Verkehrssicherheit:Auch für Radfahrer gibt es eine Promillegrenze

Verkehrssicherheit: Mit dem Fahrrad zum Biertrinken? Keine gute Idee.

Mit dem Fahrrad zum Biertrinken? Keine gute Idee.

(Foto: imago)
  • Alkohol ist an jedem elften Unfall eines Fahrradfahrers schuld.
  • Offiziell gilt ein Grenzwert von 1,59 Promille. Die Polizei findet diesen aber zu hoch.
  • Bereits zwischen 0,8 und 1,1 Promille unterlaufen dem Radfahrer grobe Schnitzer.

Von Martin Bernstein

Biergartenwetter, endlich. Die erste Mass. Und dann noch eine. Und noch eine.
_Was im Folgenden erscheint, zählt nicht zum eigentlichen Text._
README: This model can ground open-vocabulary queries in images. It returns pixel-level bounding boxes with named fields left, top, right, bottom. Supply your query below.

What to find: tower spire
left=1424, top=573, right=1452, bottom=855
Und weil man ein verantwortungsbewusster Verkehrsteilnehmer ist, hat man das Auto brav zu Hause gelassen und steigt von der Bierbank am Ende um aufs Fahrrad.
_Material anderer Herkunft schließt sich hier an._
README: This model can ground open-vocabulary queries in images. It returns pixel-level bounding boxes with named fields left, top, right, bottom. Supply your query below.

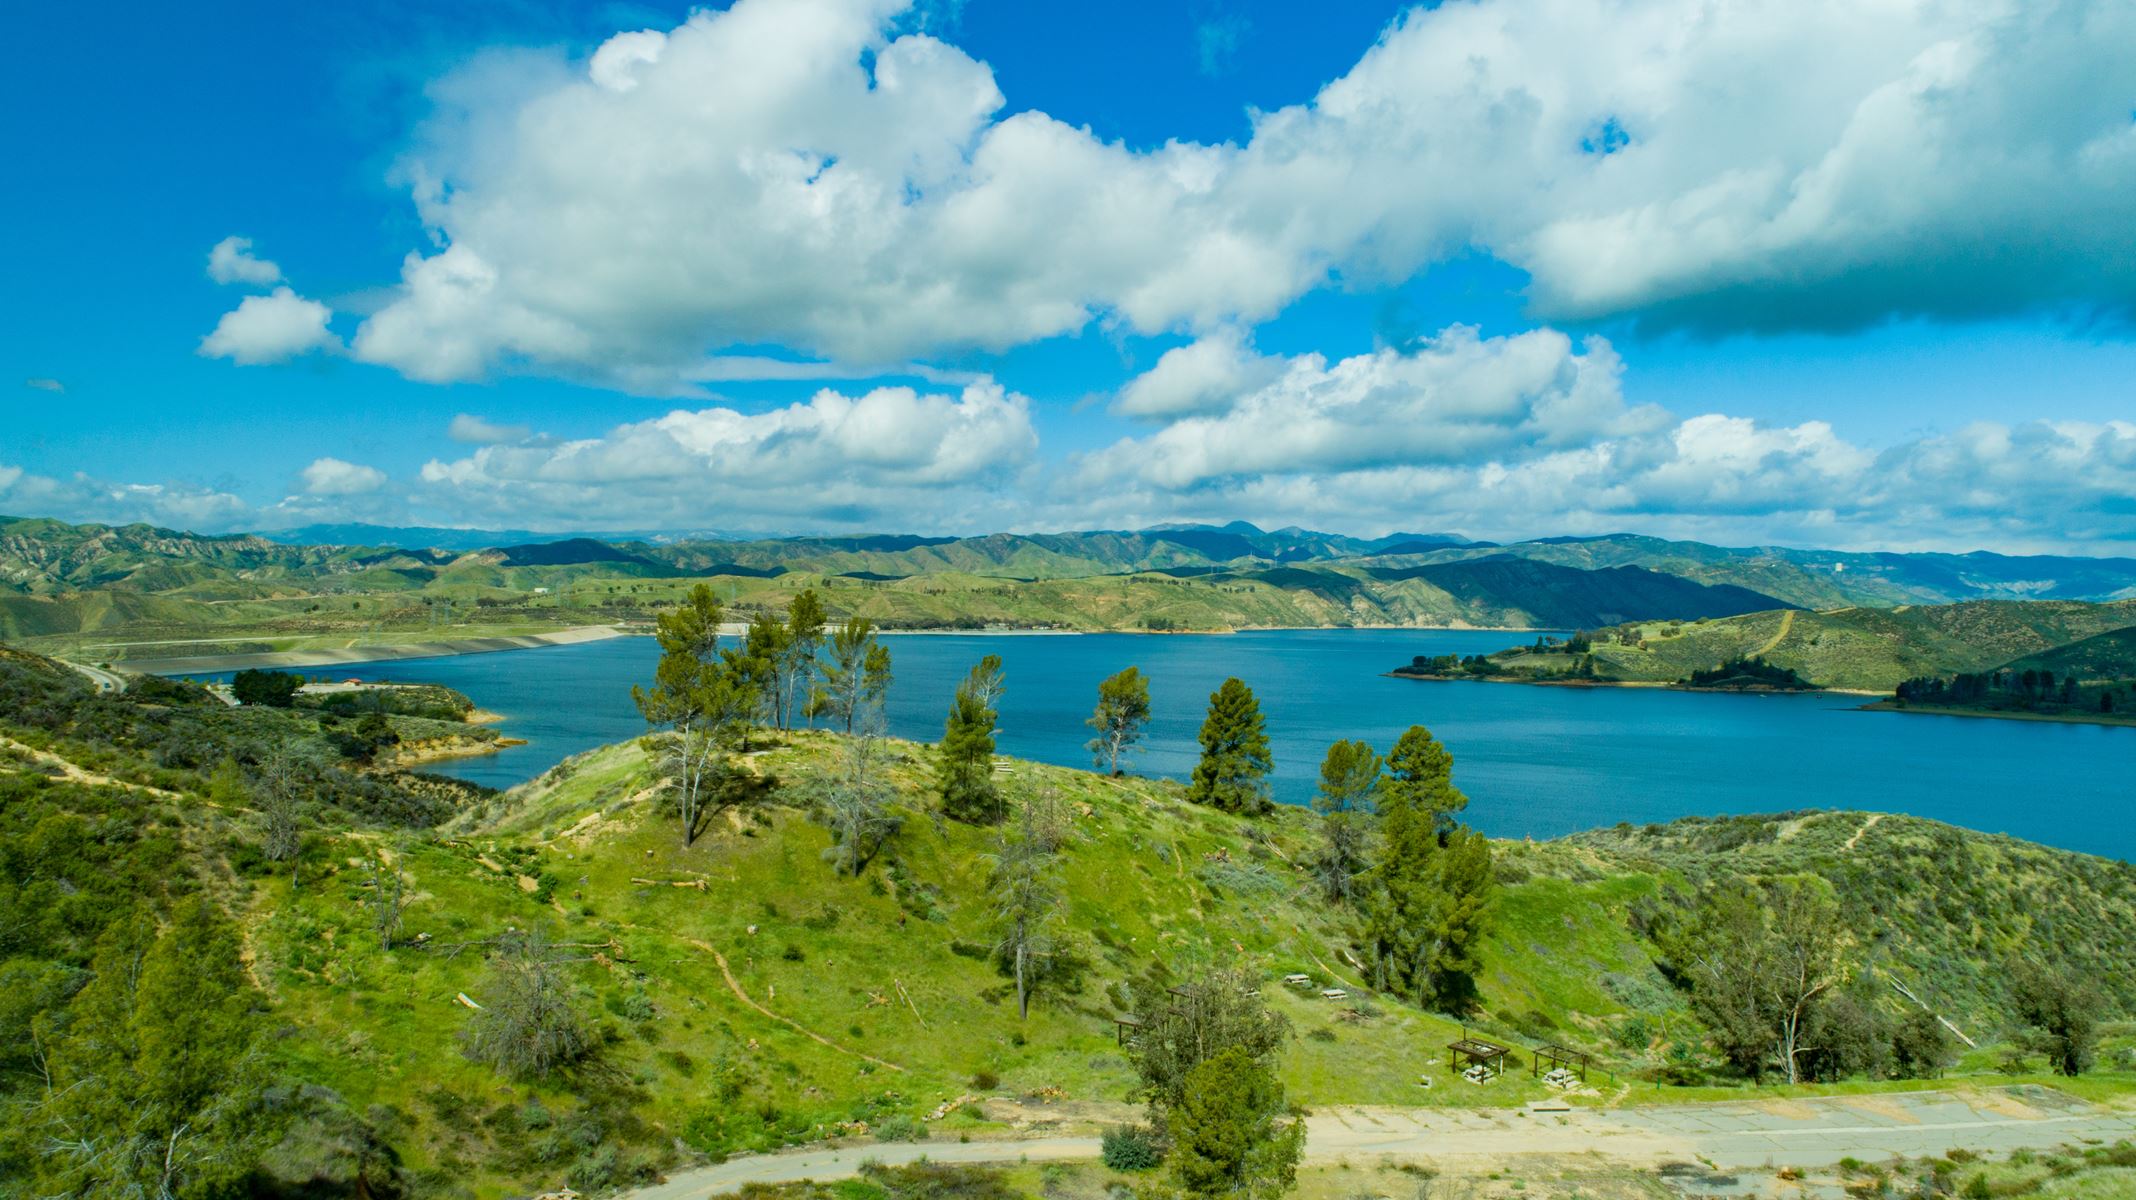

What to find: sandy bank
left=129, top=625, right=630, bottom=676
Alles richtig gemacht? Von wegen. Wer betrunken Fahrrad fährt, kann sich unter Umständen sogar strafbar machen. "Viele wissen überhaupt nichts von den Alkohol-Grenzwerten für Radler", sagt Münchens Polizeivizepräsident Werner Feiler.

Die momentane Rechtslage schaut nämlich so aus: Bis zu einer Blutalkoholkonzentration von 1,59 Promille darf man Fahrrad fahren - wenn nichts passiert und dem Radler keine Unsicherheiten anzumerken sind. Letzteres dürfte freilich bei 1,59 Promille schwer fallen.

Schon wer mehr als 0,8 Promille hat, bekommt den Tunnelblick: Das Blickfeld ist um etwa ein Viertel eingeschränkt. Die Reaktionszeit nimmt zu, der Betrunkene hat Gleichgewichtsstörungen. "Ich glaube", sagt Werner Feiler, "der Wert von 1,59 Promille ist schon sehr hoch. Zu hoch" ergänzt er. Jüngste rechtsmedizinische Untersuchungen hätten nämlich inzwischen gezeigt: Fahrradfahrern unterlaufen bereits im Bereich zwischen 0,8 und 1,1 Promille grobe Schnitzer, ihr Unfallrisiko steigt erheblich.

Das wirkt sich dann auch auf die Verkehrsstatistik aus. Bei fast einem Fünftel aller Fahrradunfälle verunglückten die Radler alleine, ohne dass ein weiterer Verkehrsteilnehmer ihnen zu nahe kam. Feiler: "Besonders auffällig ist die Steigerung um knapp 18 Prozent bei den alkoholbedingten Stürzen."

An 112 Unfällen waren betrunkene Radler beteiligt

46 Radfahrer fielen im vergangenen Jahr im Suff vom Rad. Damit ist Alkohol an jedem elften Unfall eines Fahrradfahrers schuld, den nur er verursacht hat - Alkohol ist die Hauptunfallursache. 91 Mal verursachten betrunkene Radfahrer 2015 Unfälle mit mehreren Beteiligten, auch das eine Zunahme um 22 Prozent gegenüber dem Vorjahr.

Die Zahl der Alkoholunfälle im Münchner Straßenverkehr ist im vergangenen Jahr insgesamt wieder angestiegen auf zuletzt 490, das ist ein Plus von 9,6 Prozent. In 112 Fällen waren betrunkene Radler beteiligt - in 347 alkoholisierte Autofahrer. Wenn dann aber Personen zu Schaden kommen, dann sind es oft die Radler: "Fast die Hälfte der Beteiligten bei Alkoholunfällen mit Personenschaden sind Radfahrer", schreibt die Münchner Polizei in ihrer Verkehrsstatistik.

Die hohen Grenzwerte verführen nach Einschätzung der Polizei viele Radfahrer dazu, sich in einem Zustand auf ihr Zweirad zu setzen, in dem sie schon längst nicht mehr Auto fahren würden. Wer dann in eine Polizeikontrolle gerät, erlebt oft sein buchstäblich blaues Wunder: Ab 1,6 Promille müssen Radler mit einem Verfahren wegen Trunkenheit rechnen.

Die Folge: Auch Radfahrer können ihren Führerschein für sechs Monate verlieren. Und vielleicht werden sie sogar zur Medizinisch-psychologischen Untersuchung geschickt. Also genau die Folgen, die man durch den Umstieg aufs Radl eigentlich vermeiden wollte. Verkehrsrechtsexperten fordern deshalb, den Bußgeldtatbestand für Fahrradfahrer dem der Autofahrer anzupassen. Das hieße dann: 0,5-Promille-Grenze.